RESPONDING TO DRAMA
Complete the following statements to consolidate your knowledge on Drama. Use the words in
the box (You must look up in the dictionary the ones you are not familiar with). Words may be
used more than once. The first letter for each word is provided in the blank.
     DRAMATISTS – CHARACTERS – PLAYWRIGHT- THEATRE – WORDS –
   AUDIENCE – STAGE – EFFECTS -LITERARY DEVICES – ACTORS – PROPS –
  DIALOGUE – DESCRIPTION – DIRECTORS – WORDS -INTERPRETATION –
    SCENE(S) – REFERENCES – STAGE DIRECTIONS – ACTIONS – ITALICS –
  SCRIPT- PURPOSE – BRACKETS – FEATURES – PACE – TENSION – LOOK –
         MOOD – HOW – SAY – VOLUME - THINKING OR FEELING
   1. Plays are intended for performance on stage in front of an audience. This means that we
      read plays differently from the way we read poems and prose fiction. Plays have their own
      distinctive appearance when set out on the page on the book. Because plays are written
      for performance, it is important that you practise reading the lines spoken by characters.
   2. Writers of plays are referred to as dramatists. Another commonly used term is playwright.
   3. Plays are intended as shared experiences in a theatre whereas novels are for personal
      reading. Plays might last two hours or more while a long novel can take days to read.
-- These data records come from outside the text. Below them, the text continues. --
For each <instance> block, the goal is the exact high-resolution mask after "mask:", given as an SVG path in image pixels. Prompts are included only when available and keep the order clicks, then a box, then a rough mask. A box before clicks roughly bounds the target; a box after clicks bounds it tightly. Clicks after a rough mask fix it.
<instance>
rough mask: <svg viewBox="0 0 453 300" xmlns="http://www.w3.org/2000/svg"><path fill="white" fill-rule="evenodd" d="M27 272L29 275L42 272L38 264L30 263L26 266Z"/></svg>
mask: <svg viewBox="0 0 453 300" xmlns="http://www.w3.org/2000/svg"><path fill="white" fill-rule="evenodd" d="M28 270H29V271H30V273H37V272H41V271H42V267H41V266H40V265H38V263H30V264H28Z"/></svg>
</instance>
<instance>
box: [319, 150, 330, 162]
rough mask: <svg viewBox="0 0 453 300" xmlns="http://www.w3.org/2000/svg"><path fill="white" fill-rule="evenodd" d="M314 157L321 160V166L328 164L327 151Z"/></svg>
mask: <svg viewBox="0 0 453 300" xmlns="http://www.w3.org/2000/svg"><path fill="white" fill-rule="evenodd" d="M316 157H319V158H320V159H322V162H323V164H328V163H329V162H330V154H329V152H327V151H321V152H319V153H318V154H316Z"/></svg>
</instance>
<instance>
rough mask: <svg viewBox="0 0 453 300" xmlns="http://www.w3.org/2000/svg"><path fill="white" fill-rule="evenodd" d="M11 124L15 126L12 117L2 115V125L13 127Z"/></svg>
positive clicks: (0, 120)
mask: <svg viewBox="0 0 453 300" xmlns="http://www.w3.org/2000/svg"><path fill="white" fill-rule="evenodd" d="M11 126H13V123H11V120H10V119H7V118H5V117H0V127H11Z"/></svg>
   4. In the theatre, the words on the page are brought to life. A large number of people have a
      role in creating this theatrical experience for the audience.
      Actors and directors will bring their own interpretation of how the dialogue on the page
      should sound in performance. Decisions will be made about how the scenes of the play
      should appear on stage: lightning, sound, music and props contribute to the overall
      performance. (Props is the short term for “properties”, that is, items used in plays, such as
      the bloody dagger in Macbeth).
   5. Some of the key areas for study you will consider are the ways in which descriptions do
      the following: begin plays, present characters, explore themes, and create settings and
      mood, use language, use structure. You need to show that you can evaluate the choices
      dramatists make and the effects they create.
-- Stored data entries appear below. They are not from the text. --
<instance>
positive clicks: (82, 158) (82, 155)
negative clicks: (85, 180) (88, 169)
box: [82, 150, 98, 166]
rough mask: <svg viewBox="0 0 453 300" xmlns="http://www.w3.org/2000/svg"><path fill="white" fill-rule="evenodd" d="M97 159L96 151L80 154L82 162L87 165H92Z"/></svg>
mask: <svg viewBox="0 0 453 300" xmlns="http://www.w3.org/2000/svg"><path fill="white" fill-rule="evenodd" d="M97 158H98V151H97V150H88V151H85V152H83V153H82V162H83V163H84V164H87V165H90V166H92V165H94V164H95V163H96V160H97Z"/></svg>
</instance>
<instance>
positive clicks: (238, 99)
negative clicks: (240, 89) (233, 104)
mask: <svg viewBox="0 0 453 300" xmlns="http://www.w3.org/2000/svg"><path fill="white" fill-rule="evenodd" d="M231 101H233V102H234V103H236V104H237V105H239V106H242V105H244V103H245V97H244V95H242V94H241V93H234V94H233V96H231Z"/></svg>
   6. Characters in drama will use metaphors and other forms of speech. Your job is not merely
      to identify or describe literally devices used by writers. Analysis is a higher order skill than
      mere description: you have to consider the effect of words chosen by the writers.
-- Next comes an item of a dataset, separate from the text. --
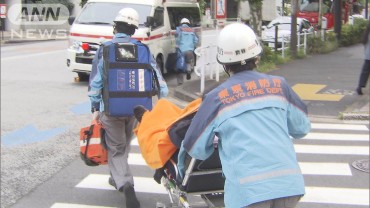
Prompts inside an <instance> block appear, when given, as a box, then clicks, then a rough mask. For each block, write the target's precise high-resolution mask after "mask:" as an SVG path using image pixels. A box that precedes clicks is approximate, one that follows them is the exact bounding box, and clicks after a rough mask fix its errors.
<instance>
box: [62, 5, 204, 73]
mask: <svg viewBox="0 0 370 208" xmlns="http://www.w3.org/2000/svg"><path fill="white" fill-rule="evenodd" d="M124 7H131V8H133V9H135V10H136V11H137V12H138V13H139V16H140V19H139V28H138V29H137V30H136V32H135V34H134V35H133V36H132V37H133V38H135V39H137V40H139V41H141V42H143V43H145V44H147V45H148V46H149V48H150V51H151V53H152V55H153V56H154V58H155V60H156V62H157V65H158V67H159V68H160V70H161V72H162V73H167V72H170V71H172V70H174V66H175V62H176V41H175V31H176V27H177V26H179V24H180V20H181V19H182V18H187V19H189V20H190V23H191V27H193V28H194V30H195V31H196V33H197V35H198V37H199V40H201V13H200V8H199V3H198V1H197V0H141V1H138V0H89V1H88V2H87V3H86V5H85V6H84V7H83V8H82V10H81V12H80V14H79V15H78V16H77V17H76V18H73V17H72V18H70V19H69V23H70V24H71V28H70V34H69V47H68V49H67V67H68V69H69V70H70V71H72V72H75V73H77V74H78V77H77V78H78V79H79V80H86V79H88V76H89V74H90V72H91V63H92V59H93V58H94V55H95V53H96V50H97V49H98V48H99V46H100V44H102V43H103V42H105V41H108V40H111V39H112V38H113V20H114V18H115V17H116V15H117V14H118V11H120V10H121V9H122V8H124ZM199 44H200V43H199Z"/></svg>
   7. In critical response to drama, you need to: support your points by detailed references to
      the play; analyse closely the effects of particular words; analyse closely the effects of
      particular actions.
   8. Stage directions provide information to directors, actors and others involved in bringing
       the script to life on the stage. The stage directions appear in italics and are given within
       brackets. It is one of the distinctive features of Drama texts.
   9. The purpose of stage directions is to create a picture of what a script might look like on
       stage, to give information about the following: volume of the characters’ voice; what the
       characters look like; how the characters behave; how words should be spoken to create a
       mood for the scene; lightning and appearance of the set.
   10. In plays, writers present characters largely through what they say and also from what
       other characters say about them. Prose fiction writers have greater flexibility, as they can
       show readers what characters are thinking or feeling.
   11. Dramatic conflict between characters can be found at the heart of the play. Such conflicts
       help create tension and make a scene particularly dramatic.
   12. Pace refer to how fast or slowly you read a particular line. It is worth spending some time
       deciding how lines might be read, to identify the character’s feelings, their motivation for
       acting or behaving as they do.
       Quick recap: Responding to characters, themes, structure and language
       As you study characters and themes in plays, consider the following questions:
ASPECTS OF CHARACTERIZATION
   ●   What do stage directions reveal about the characters´ appearance and personal qualities?
   ●   What impression do you form of the character from what they say and how they speak
       and behave?
   ●   In what ways does the character contrast with other characters?
   ●   Is there a conflict between the character and other characters?
   ●   Is there a conflict within the character?
ASPECTS OF THEME
   ●   What do characters have to say about the issues of life?
ASPECTS OF STRUCTURE
   ●   How effective is the opening of the play?
   ●   How is the content within scenes organized for maximum dramatic impact?
   ●   How does a particular extract fit into the wider context of the whole play?
   ●   How are long speeches structured for dramatic impact?
ASPECTS OF LANGUAGE -consider carefully:
   ●   Emphasis on particular words
   ●   The changing tone of voice of characters
   ●   the pace of delivering the lines
   ●   Use of dramatic pauses
   ●   Use of dialogue to create tension or build suspense
   ●   Use of literary devices such as metaphors, onomatopoeia, rhetorical questions, imagery,
       hyperbole, repeated phrases, pun on words, etc.